Selon Al-Arabiya, l'échéance de 60 jours fixée par Trump à l'Iran expirerait prochainement
L'ultimatum de 60 jours imposé par le président Trump pour les négociations avec l'Iran doit expirer prochainement, selon un rapport de l'agence saoudienne Al-Arabiya. Washington a fixé ce délai strict pour contraindre Téhéran à accepter les termes d'un accord nucléaire et mettre fin aux tensions régionales.
Trump a informé les intermédiaires que « les négociations avec l'Iran ne dureront pas plus de 60 jours. Cette échéance devrait arriver dans les jours à venir, et l'Iran doit répondre rapidement », selon Al-Arabiya.

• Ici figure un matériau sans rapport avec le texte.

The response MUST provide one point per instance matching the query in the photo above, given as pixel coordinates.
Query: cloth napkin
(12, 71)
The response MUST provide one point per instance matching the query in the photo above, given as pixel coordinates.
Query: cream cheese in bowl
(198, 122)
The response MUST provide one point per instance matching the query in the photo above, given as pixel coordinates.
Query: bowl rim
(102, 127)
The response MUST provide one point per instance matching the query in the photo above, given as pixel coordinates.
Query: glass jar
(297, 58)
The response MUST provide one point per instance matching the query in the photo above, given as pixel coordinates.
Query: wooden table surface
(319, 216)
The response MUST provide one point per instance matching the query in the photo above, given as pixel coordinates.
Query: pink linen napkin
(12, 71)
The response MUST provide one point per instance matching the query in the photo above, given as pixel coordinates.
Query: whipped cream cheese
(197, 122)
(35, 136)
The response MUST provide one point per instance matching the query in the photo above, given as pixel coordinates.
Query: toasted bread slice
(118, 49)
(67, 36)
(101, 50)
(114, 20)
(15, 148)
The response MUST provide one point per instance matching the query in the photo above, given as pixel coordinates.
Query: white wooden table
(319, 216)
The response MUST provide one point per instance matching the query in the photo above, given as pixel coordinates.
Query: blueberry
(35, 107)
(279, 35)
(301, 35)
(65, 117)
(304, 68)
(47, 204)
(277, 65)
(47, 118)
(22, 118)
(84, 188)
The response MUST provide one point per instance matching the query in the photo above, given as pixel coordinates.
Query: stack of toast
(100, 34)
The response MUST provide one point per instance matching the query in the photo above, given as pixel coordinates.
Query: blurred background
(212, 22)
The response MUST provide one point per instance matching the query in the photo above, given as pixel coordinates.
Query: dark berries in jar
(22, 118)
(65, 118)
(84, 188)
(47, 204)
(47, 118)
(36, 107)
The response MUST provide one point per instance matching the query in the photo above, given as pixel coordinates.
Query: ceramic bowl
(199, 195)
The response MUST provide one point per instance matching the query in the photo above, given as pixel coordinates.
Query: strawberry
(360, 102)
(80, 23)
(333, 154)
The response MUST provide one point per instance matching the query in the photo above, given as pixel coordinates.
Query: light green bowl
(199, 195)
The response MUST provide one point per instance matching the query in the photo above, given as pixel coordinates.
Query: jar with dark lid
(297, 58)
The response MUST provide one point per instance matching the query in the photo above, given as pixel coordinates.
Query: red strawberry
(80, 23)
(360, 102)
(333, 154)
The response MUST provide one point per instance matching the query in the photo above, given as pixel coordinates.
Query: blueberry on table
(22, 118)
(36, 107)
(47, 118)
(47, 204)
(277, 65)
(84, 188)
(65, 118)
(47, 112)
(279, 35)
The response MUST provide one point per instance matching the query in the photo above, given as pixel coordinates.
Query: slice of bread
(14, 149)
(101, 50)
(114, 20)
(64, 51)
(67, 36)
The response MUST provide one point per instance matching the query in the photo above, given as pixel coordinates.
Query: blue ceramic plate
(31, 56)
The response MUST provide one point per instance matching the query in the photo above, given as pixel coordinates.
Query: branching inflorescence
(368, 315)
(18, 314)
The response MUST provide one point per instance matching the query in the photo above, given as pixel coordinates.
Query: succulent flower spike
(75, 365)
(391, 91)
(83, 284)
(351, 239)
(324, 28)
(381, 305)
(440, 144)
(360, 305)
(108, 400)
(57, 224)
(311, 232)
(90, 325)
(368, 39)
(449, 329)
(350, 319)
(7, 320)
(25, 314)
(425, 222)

Le délai de 60 jours actuel représente une deuxième tentative de résoudre le différend nucléaire. Un premier ultimatum fixé en avril 2025 a expiré sans accord, conduisant à une escalade militaire en juin 2025 avec des frappes israéliennes contre l'Iran. La création du nouvel accord préliminaire vise à éviter une répétition de ce scénario.
Les négociations entre Washington et Téhéran visent un accord nucléaire définitif et une cessation durable des hostilités. Les deux camps ont conclu un accord préliminaire (mémorandum d'accord) fin mai 2026 pour prolonger le cessez-le-feu pendant 60 jours, permettant de progresser sur les enjeux clés du dossier nucléaire.

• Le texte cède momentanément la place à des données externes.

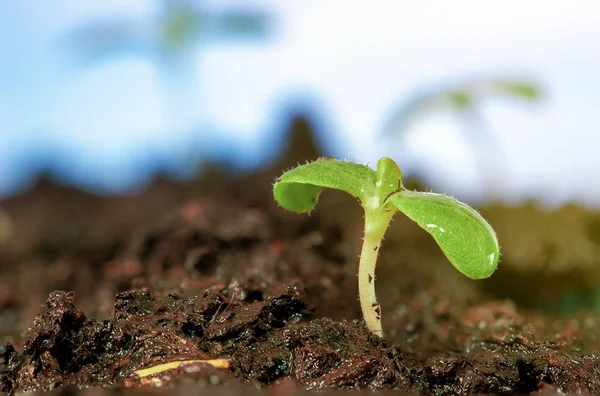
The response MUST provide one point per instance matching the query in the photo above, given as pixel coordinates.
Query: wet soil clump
(272, 294)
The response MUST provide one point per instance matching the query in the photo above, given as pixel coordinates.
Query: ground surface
(178, 273)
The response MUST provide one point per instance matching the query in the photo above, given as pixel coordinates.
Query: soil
(202, 271)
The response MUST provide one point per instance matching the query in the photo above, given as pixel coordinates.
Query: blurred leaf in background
(173, 39)
(178, 27)
(466, 101)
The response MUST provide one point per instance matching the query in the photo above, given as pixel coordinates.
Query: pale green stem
(375, 227)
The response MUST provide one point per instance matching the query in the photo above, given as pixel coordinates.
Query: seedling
(466, 239)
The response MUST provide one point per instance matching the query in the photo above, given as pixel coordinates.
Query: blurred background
(484, 101)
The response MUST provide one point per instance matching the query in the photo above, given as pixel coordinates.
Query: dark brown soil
(176, 273)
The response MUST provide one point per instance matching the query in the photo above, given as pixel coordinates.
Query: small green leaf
(298, 189)
(464, 236)
(388, 178)
(518, 89)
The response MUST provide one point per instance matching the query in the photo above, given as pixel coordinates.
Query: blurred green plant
(171, 39)
(466, 102)
(466, 239)
(180, 25)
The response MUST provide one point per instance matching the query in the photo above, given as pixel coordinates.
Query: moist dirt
(94, 289)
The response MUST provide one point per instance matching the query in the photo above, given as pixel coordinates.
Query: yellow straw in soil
(159, 368)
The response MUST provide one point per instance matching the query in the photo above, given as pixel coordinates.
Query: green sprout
(466, 239)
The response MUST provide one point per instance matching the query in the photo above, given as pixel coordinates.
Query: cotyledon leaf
(464, 236)
(298, 189)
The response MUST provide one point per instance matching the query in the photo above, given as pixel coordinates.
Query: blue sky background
(109, 125)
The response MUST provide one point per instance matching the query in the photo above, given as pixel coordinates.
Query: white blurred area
(354, 60)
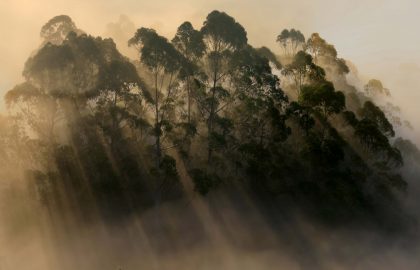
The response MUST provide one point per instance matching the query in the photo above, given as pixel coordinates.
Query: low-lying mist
(232, 158)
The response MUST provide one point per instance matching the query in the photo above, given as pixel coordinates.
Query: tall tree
(222, 36)
(291, 40)
(164, 62)
(302, 70)
(190, 43)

L'uranium hautement enrichi reste le cœur du différend. Trump exige le démantèlement complet du programme d'enrichissement iranien. Les autorités iraniennes considèrent l'enrichissement comme non-négociable et insistent sur leur droit à conserver cette capacité dans le cadre d'un accord strict. D'autres points de désaccord incluent la levée des sanctions, le dégel de fonds gelés et la destruction ou le transfert des stocks existants.
La dernière proposition américaine prévoit une assistance pour la construction de réacteurs nucléaires civils et autorise un enrichissement limité via un consortium régional, selon les informations rapportées. L'Iran s'y oppose, affirmant que cela constituerait une ingérence dans sa souveraineté.
Les négociations se déroulent sous médiation omanaise. L'Iran doit présenter sa position définitive avant l'expiration du délai fixé par Washington.